The code in this section requires the use of matlab in order to create the Haar-wavelet decomposition. The algorithm breaks an image into its wavelet decomposition. Then it constructs mappings between different levels of the wavelet decomposition by creating mappings between the child and parent levels (child is the smaller image block).

A 2 level wavelet decomposition may look something like this: image

image

Mappings between blocks within a child level and blocks within a parent level are constructed in a similar way to what was done in the fractalMapping section. However, this time we only compute the scaling factor (instead of simple linear regression, we find the line of best fit that crosses the origin). The blocks in the smaller child level get expanded to match the block size in the parent level (in our diagram child level has 1 by 1 block size and parent has 2 by 2 block size). When reconstructing the parent blocks only given the smallest child blocks (top left), we recreate the parent sub blocks by iterating a single time by multiplying child blocks by scaling factor and mapping those onto parent blocks (unlike in fractal mapping where the decompression requires about 20 iterations).

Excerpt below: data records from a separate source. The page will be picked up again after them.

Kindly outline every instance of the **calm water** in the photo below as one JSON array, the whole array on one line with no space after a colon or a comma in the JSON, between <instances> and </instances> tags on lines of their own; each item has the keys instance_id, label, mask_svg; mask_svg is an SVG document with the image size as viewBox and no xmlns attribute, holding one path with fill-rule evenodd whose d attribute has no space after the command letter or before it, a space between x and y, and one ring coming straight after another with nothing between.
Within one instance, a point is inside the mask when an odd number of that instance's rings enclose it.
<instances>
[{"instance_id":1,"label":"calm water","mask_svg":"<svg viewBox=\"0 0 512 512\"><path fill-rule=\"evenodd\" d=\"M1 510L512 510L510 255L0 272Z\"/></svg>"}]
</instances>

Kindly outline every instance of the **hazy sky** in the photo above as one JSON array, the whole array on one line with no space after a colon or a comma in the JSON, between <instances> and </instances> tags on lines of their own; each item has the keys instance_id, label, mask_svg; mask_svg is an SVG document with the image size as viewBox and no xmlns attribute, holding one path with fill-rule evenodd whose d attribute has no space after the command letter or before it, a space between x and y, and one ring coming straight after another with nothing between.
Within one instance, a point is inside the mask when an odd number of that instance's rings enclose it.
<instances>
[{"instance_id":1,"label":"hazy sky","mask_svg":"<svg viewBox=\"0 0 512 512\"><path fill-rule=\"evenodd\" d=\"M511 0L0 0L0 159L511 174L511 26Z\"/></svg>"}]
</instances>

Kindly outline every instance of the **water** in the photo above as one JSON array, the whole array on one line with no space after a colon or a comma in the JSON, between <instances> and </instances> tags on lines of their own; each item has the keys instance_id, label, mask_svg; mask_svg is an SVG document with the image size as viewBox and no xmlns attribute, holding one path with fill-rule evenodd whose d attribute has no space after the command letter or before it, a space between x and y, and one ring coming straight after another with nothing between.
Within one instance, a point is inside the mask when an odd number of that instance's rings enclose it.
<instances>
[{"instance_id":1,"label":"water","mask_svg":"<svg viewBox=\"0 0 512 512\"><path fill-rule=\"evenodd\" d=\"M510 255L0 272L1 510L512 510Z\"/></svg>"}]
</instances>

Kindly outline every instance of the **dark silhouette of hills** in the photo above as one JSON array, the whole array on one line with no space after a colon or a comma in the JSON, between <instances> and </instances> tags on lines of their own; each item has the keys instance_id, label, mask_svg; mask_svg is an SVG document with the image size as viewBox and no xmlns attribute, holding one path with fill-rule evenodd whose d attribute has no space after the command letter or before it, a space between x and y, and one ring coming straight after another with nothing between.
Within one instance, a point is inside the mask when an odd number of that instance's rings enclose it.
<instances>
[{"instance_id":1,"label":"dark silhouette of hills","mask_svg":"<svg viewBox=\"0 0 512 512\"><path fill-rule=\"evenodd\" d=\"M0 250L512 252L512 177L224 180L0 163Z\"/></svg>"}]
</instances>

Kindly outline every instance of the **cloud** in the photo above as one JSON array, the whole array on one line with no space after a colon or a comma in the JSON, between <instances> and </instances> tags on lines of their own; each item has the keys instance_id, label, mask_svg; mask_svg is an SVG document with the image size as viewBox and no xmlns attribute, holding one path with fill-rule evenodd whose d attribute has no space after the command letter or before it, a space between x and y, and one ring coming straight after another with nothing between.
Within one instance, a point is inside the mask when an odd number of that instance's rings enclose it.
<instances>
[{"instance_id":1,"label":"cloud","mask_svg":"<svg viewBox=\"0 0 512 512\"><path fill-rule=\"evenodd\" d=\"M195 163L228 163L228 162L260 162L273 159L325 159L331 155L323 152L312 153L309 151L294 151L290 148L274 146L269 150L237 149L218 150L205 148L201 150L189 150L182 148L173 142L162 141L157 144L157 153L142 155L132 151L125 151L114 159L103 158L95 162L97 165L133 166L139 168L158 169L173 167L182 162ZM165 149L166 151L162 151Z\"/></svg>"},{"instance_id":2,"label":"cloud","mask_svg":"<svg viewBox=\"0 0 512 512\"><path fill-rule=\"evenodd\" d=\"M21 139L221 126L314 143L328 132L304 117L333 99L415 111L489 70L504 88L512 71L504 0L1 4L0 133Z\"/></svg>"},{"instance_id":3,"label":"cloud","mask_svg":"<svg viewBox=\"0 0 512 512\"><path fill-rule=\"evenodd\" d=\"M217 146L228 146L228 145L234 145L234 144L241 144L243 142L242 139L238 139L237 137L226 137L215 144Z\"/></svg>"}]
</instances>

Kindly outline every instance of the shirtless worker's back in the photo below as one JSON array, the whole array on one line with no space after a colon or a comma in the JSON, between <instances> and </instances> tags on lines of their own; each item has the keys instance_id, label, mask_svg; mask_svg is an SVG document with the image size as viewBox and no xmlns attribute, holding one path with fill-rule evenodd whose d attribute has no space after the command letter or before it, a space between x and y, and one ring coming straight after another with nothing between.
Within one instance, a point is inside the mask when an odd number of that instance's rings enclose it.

Here is an example of lenna compressed using the wavelet approach and then decompressed. The wavelet decompression consisted of 4 levels where the bottom child was split into 1 by 1 pixel blocks. (Doing this caused a very slow runtime):

image

The results are not the best, but that can be blamed on the amount of levels used in the decomposition as well as the properties of Haar-wavelet decomposition. The original 'lenna' in png format is about 264069 bytes, the stored mapping in this case takes up 173279 bytes which is poor given the results. Here is a more compact compression using 6 levels with a total mapping taking up 16326 bytes:

image

Run:
There is matlab involved in breaking the image down in addition to the C++ code. As a result the (de)compression steps are replaced with bash scripts. There is an additional restriction that images be of size 512 by 512.

Compress:

Creates the following

image_name---|
             |a------|a.txt
             |d------|d.txt
                     |mapping.txt
             |h------|h.txt
                     |mapping.txt                    
             |v------|v.txt
                     |mapping.txt

The compressed data is stored in the *mapping.txt and a.txt.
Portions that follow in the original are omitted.